I haven't done it with class, but seeing how it worked well in Baldur's Gate 3 I might start doing it. But I like giving players advantage because it makes them happy to know what choices they made creating their character matters and Advantage is an elegant option for a lazy DM like myself.
Have you ever run into a situation where a player already
had Advantage, and thus you didn't have anything else you could give them?
I was more thinking that some players are okay with, even more comfortable in, a sidekick style role. Like playing Lois or Jimmy to Superman. They are still on screen a lot, but not necessarily the mover.
And they can elect to have that in a system that isn't balanced around a spotlight. Games that are predicated on a spotlight, however, do not allow for addressing the problem in ways that don't use the spotlight.
I don't know 4E well but didn't it have like 4 PHBs and DMGs? What was in those?
Additional classes, races, and feats for the former (3 PHBs, and the two "main" Essentials books,
Heroes of the Forgotten Kingdoms and
Heroes of the Fallen Lands, which print what 5e would call alternate "subclasses" and "subraces" without printing the originals). The latter just adds more DM-side advice, useful DMing tools that aren't really rules, and reference materials.
To the best of my knowledge, no books added anything that I would consider a new subsystem. The closest thing might be like...the inclusion of more specific survival mechanics in the Dark Sun Campaign Setting? But I'm not really sure that that qualifies, since that's really more just...additional heft to the existing 4e mechanics for exhaustion and reasons for triggering it more often, IIRC.
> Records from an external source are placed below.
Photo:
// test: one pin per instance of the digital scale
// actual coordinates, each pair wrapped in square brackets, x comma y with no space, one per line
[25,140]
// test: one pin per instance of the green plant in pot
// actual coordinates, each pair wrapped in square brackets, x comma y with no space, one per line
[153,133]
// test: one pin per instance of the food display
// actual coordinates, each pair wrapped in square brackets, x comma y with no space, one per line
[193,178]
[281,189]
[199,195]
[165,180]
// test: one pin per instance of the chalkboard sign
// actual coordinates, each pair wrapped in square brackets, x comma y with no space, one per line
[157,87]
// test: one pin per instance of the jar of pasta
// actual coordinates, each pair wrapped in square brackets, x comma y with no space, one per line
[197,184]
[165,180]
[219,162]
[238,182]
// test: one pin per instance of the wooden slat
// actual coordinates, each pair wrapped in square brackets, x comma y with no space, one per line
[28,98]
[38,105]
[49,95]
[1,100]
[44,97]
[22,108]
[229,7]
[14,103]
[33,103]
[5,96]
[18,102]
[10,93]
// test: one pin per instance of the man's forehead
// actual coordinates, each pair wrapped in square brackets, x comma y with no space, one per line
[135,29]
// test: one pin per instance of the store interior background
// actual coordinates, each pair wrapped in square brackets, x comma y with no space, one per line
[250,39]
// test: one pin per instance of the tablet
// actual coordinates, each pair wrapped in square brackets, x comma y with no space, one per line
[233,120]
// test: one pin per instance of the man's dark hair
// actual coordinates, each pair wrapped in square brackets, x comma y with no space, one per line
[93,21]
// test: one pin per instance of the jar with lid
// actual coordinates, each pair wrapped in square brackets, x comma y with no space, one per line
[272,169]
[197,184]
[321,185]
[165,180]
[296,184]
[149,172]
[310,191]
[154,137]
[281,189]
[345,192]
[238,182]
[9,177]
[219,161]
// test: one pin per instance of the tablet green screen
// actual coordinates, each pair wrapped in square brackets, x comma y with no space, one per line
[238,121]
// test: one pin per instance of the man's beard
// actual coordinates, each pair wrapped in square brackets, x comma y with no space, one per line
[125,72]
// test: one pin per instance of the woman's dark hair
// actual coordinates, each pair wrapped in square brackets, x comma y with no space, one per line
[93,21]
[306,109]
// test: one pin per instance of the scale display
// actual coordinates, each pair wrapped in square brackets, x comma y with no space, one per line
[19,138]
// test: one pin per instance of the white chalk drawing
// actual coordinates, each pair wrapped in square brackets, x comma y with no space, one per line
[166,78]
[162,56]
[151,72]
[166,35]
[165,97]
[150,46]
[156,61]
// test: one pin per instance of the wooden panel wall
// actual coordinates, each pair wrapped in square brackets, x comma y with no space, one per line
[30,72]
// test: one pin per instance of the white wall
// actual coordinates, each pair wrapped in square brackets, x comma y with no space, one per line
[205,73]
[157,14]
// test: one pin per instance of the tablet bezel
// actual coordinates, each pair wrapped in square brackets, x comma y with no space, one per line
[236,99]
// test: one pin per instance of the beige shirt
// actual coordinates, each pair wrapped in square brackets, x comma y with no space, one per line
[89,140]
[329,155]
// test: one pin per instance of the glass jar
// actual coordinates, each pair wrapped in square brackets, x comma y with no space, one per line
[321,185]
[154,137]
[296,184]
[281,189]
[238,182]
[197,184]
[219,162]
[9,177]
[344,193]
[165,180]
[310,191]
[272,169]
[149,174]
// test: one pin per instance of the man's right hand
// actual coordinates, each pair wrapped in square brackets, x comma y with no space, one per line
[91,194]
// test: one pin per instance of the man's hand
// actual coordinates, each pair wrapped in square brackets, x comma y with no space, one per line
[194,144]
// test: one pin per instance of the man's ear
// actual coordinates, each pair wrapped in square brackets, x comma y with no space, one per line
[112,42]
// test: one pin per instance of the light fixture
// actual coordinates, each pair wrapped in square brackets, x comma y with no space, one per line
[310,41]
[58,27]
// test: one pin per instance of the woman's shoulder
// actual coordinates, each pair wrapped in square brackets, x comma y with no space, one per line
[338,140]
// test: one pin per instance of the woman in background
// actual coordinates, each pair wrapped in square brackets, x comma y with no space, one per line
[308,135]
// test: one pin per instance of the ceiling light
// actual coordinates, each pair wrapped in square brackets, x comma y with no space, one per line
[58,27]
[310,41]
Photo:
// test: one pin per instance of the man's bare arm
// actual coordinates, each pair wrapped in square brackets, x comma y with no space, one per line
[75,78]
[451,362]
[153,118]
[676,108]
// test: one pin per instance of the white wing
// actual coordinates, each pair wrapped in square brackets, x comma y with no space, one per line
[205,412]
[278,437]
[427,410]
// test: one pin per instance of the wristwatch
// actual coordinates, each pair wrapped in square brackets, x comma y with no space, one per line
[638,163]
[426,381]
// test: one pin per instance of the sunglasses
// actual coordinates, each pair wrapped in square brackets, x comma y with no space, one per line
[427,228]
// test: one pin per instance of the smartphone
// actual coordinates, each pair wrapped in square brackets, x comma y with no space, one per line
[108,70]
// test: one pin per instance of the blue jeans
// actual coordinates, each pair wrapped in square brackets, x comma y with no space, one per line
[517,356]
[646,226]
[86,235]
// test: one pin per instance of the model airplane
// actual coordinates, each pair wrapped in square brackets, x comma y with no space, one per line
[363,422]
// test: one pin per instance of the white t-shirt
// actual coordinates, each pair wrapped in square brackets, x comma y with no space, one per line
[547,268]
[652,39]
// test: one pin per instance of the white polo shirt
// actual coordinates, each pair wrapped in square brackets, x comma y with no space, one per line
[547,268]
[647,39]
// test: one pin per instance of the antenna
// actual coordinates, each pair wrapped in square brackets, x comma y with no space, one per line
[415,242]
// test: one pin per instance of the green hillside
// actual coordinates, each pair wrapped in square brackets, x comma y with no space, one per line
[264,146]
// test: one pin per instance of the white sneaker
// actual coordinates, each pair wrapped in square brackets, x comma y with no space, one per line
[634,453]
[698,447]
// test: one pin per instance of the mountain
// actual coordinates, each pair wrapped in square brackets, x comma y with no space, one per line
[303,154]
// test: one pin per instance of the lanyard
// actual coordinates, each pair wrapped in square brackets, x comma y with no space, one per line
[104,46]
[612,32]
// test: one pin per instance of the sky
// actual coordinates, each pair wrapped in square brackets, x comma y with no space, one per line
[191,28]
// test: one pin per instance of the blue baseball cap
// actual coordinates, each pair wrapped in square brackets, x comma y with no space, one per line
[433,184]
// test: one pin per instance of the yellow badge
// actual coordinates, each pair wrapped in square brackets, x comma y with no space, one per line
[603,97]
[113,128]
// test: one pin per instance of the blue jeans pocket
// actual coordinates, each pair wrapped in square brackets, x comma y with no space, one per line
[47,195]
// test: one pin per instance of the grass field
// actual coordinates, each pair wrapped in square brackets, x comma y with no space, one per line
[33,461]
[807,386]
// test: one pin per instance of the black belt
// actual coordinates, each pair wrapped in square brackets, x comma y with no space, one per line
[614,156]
Also, technically speaking, 4e had a policy that everything (first-party) was core. All the rulebooks, all the magazines, all the adventures, all the game day fun stuff. If it was in the Compendium, it was core--period. Whether you consider that mere sophistry or a serious commitment is up to you. Certainly, they did a very, very good job of keeping things balanced
as if every book, magazine, etc. were core.
Not choosing to use it is different than the game not having it.
No, I mean like...if you stick with the original publication, there never
were any. For example, the "Black Box" by Troy Denning. Rules Cyclopedia was also published that same year, but it's a separate product, lacking some of the low-level features the "Black Box" offers.
The "Black Box" really does just sort of...stop...at level 5. You can convert over to the Rules Cyclopedia (it isn't hard, they're
nearly the same up to level 5), but there really are differences, or so I've been led to believe.